一清でなければ、母親は死ななかっただろう。

朱墨は彼女を見て、急に胸が苦しくなった。

彼がまだ傍にいるのを思い出し、複雑な心境を抑えて感謝を伝えた「ありがとうございます。」

朱墨は眉をひそめて言った「なんでまた感謝するんだ? 必要ないって言っただろう。」

彼女の口の端が、浅い笑みを浮かべた。

朱墨は以前伝えていた。一清は彼に、感謝をする必要はないと。

でも彼女は、彼がそこまでするとは思っていなかった。

そして、彼は彼女を助けた。

彼女は体を前に傾け、彼に近づき、神妙な面持ちで尋ねた「栗原社長、あなたは本当にあの場所に私を探しに来たんじゃないですよね?」

一清の目には狡猾さが見え隠れし、子狐のような口調だった。。

朱墨は彼女の匂いを嗅いだ。
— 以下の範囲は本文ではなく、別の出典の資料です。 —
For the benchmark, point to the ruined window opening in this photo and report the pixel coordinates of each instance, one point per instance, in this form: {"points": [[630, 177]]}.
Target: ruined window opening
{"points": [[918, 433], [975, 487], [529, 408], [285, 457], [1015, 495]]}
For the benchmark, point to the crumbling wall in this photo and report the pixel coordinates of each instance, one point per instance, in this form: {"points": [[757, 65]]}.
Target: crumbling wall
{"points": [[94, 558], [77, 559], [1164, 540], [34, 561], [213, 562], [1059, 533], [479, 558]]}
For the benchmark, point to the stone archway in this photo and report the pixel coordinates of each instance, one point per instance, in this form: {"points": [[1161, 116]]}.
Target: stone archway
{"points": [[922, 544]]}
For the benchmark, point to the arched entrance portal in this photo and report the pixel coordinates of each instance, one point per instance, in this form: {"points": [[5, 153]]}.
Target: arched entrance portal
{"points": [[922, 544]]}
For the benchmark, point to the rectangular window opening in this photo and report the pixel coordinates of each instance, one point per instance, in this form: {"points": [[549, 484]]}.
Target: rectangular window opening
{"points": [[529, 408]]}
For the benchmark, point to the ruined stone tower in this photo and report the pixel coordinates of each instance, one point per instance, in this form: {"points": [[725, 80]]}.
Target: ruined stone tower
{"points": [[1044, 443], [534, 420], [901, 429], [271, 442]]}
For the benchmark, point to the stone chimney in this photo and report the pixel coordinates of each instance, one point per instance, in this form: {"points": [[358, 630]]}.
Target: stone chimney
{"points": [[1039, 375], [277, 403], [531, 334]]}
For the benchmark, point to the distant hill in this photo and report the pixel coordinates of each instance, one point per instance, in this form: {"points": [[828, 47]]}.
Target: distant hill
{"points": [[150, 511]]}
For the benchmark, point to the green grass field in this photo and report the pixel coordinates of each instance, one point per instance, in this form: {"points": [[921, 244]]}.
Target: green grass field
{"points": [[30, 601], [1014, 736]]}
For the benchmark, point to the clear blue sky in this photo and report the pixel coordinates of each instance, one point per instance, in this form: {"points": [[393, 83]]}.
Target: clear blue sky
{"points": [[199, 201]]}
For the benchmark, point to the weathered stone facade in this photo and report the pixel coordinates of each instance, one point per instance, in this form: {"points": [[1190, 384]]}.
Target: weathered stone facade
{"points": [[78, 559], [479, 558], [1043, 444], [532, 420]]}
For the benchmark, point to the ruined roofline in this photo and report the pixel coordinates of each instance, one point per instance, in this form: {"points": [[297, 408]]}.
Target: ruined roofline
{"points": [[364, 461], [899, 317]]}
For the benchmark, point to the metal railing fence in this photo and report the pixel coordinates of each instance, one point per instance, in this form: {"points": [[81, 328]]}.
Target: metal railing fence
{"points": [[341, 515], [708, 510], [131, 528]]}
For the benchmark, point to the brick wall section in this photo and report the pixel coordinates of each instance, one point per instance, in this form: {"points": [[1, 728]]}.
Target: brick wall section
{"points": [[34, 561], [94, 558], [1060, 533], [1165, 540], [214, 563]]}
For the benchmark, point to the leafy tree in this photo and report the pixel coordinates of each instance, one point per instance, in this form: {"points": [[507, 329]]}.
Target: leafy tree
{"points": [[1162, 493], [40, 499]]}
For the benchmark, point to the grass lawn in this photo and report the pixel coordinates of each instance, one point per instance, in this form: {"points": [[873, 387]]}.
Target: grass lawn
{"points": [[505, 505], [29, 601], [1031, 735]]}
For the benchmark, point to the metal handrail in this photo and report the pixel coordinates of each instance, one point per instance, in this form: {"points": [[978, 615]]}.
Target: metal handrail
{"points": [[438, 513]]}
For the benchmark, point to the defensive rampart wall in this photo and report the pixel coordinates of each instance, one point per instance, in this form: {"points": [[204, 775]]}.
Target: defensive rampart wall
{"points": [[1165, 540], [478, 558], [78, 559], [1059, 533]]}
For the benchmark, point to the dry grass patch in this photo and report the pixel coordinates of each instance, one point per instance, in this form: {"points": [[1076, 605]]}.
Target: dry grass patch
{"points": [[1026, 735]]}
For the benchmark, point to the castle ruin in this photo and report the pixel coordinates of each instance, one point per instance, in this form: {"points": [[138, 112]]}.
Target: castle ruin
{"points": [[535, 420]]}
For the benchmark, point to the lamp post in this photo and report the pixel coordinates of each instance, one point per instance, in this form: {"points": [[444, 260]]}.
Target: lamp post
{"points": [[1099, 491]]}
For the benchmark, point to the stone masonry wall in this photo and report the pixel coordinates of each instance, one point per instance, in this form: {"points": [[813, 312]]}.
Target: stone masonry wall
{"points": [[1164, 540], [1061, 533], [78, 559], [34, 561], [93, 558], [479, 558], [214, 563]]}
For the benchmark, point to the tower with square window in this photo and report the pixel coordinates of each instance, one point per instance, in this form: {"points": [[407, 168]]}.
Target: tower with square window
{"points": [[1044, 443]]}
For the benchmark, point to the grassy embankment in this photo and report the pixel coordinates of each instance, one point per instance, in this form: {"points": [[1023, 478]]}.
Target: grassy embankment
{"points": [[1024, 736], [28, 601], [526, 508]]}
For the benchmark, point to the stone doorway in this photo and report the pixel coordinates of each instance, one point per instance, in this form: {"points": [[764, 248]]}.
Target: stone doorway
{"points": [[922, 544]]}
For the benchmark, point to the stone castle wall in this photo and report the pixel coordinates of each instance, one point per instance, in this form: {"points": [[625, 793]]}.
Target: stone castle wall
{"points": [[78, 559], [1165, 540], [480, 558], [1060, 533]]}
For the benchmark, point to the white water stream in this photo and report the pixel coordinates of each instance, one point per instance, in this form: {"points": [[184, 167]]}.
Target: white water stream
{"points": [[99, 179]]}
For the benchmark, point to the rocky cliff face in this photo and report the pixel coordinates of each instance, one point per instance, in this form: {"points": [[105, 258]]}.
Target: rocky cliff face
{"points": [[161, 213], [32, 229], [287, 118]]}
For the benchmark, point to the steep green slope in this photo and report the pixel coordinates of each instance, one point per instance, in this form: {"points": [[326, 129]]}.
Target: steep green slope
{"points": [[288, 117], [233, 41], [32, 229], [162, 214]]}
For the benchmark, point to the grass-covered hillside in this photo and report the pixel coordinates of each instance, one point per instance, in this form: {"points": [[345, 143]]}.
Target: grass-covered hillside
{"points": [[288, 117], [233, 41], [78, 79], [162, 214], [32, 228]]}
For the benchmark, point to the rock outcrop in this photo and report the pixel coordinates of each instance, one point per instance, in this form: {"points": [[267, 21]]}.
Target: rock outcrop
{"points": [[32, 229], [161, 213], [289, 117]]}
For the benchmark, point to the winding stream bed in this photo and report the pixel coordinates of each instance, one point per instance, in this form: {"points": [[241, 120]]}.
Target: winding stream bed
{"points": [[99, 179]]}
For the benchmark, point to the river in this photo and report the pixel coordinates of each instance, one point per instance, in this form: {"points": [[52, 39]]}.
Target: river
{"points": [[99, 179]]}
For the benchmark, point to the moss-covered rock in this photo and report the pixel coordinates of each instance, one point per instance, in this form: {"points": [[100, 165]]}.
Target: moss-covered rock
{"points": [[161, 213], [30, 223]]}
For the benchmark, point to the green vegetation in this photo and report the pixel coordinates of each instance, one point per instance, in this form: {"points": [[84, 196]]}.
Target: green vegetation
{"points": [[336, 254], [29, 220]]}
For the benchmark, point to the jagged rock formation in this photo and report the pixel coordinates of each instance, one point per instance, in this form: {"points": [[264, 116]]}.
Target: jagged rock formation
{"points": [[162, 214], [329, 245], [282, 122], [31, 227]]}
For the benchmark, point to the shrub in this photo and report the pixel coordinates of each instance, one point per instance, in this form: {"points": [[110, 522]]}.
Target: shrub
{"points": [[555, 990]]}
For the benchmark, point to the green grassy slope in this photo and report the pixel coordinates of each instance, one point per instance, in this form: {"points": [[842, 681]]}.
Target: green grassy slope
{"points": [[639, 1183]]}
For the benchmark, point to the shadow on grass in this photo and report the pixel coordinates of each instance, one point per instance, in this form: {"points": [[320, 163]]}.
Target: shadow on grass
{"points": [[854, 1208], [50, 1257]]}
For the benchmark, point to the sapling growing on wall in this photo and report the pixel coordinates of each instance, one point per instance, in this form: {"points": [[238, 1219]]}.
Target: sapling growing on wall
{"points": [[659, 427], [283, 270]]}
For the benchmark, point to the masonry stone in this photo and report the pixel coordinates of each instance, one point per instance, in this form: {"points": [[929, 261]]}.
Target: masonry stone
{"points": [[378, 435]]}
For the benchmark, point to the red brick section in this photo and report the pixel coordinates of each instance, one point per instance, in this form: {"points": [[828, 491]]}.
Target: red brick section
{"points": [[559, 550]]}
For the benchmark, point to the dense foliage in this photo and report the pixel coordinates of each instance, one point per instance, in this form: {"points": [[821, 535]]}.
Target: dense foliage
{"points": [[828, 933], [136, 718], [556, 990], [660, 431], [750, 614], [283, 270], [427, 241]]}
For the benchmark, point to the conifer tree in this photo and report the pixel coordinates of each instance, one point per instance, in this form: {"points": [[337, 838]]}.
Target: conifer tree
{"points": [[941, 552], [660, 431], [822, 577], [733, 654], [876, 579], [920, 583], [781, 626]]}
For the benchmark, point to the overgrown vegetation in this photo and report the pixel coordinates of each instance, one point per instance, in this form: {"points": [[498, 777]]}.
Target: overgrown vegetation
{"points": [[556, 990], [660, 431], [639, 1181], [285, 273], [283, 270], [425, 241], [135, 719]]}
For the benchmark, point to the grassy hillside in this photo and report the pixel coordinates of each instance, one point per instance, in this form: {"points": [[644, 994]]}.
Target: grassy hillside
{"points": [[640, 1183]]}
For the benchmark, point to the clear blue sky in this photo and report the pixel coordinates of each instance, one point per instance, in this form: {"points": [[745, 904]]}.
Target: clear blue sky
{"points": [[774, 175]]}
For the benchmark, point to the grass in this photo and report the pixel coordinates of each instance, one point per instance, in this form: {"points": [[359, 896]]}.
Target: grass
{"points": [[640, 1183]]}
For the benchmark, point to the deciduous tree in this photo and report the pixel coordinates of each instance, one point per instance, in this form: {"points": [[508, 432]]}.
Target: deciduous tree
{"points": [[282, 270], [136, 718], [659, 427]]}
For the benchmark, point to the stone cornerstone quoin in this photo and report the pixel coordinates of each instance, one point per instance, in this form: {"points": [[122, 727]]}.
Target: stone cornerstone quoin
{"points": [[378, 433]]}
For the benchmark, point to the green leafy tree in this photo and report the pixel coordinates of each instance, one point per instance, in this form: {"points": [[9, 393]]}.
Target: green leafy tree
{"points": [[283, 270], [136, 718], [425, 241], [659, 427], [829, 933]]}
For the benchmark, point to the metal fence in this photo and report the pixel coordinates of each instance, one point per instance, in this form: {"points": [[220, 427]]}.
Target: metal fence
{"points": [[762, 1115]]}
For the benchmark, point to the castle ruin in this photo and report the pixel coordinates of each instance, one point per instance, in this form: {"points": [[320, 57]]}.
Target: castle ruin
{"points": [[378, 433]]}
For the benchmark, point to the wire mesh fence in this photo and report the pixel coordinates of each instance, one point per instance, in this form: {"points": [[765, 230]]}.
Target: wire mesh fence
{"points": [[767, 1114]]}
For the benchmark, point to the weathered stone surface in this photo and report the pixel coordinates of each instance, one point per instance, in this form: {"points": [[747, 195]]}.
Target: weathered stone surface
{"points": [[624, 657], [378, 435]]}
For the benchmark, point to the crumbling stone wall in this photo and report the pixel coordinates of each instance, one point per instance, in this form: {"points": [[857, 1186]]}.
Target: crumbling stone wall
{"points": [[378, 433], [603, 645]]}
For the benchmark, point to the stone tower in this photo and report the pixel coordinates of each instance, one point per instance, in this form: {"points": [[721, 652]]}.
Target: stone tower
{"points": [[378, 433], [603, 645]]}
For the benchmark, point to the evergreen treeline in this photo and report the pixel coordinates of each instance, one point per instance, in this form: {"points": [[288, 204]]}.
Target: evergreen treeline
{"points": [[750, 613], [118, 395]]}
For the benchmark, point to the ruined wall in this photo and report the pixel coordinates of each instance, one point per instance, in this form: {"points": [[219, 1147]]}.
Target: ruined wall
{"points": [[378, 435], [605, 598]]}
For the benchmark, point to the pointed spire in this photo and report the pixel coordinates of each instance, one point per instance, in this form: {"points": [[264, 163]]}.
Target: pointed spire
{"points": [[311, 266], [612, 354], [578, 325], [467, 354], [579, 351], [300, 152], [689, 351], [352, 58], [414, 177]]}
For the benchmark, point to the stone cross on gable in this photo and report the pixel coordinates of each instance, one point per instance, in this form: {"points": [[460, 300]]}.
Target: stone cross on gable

優雅で温かみのある香りに、気を取られた。

彼女はとても素晴らしい香りだ......。

彼は無理矢理自分の意識を引き戻し、頭を振ってこう言った「本当だ。元々披露宴に招待されていて、行くつもりだった。その時偶然君に出会ったから助けたんだ。」

朱墨は途中で言いかけて、ゆっくりに立ち止まった。

彼女は、彼が自分の悲しみに触れたくなかっただけだと理解した。

一清はうなずき、自嘲した笑みを溢した。

彼女には他に気にすることがあるだろうか?

「実際、あなたは私を助けるべきではありませんでした。今晩あの場にいた人達は皆顔が知れてる人達です。さらにメディアもいました。 きっと表沙汰になるし、あなたのためにもならない。」

彼女の声は澄んでて美しく、成熟した女性の味わいがあった。

彼女の方に振り返ったとき、彼の目は熱くなった。

彼は口を開いたが、言葉を飲み込んだ。

再び口を開き「彼らが何と言おうと、僕は気にしない。 」と言った。

朱墨は肩をすくめ、無関心な顔をした。

珍しく彼が可愛い態度を取るので、一清はふっと笑いを溢した。

彼は少しぼんやりしている。

さっき、彼は実はこう言おうとし「もし君が助けを必要とするなら、いつでも力になる。」

ただ、今の二人の関係では、そう言うべきではなかったようだ。

一清は彼の心の中で何が起こっているのかわからなかった。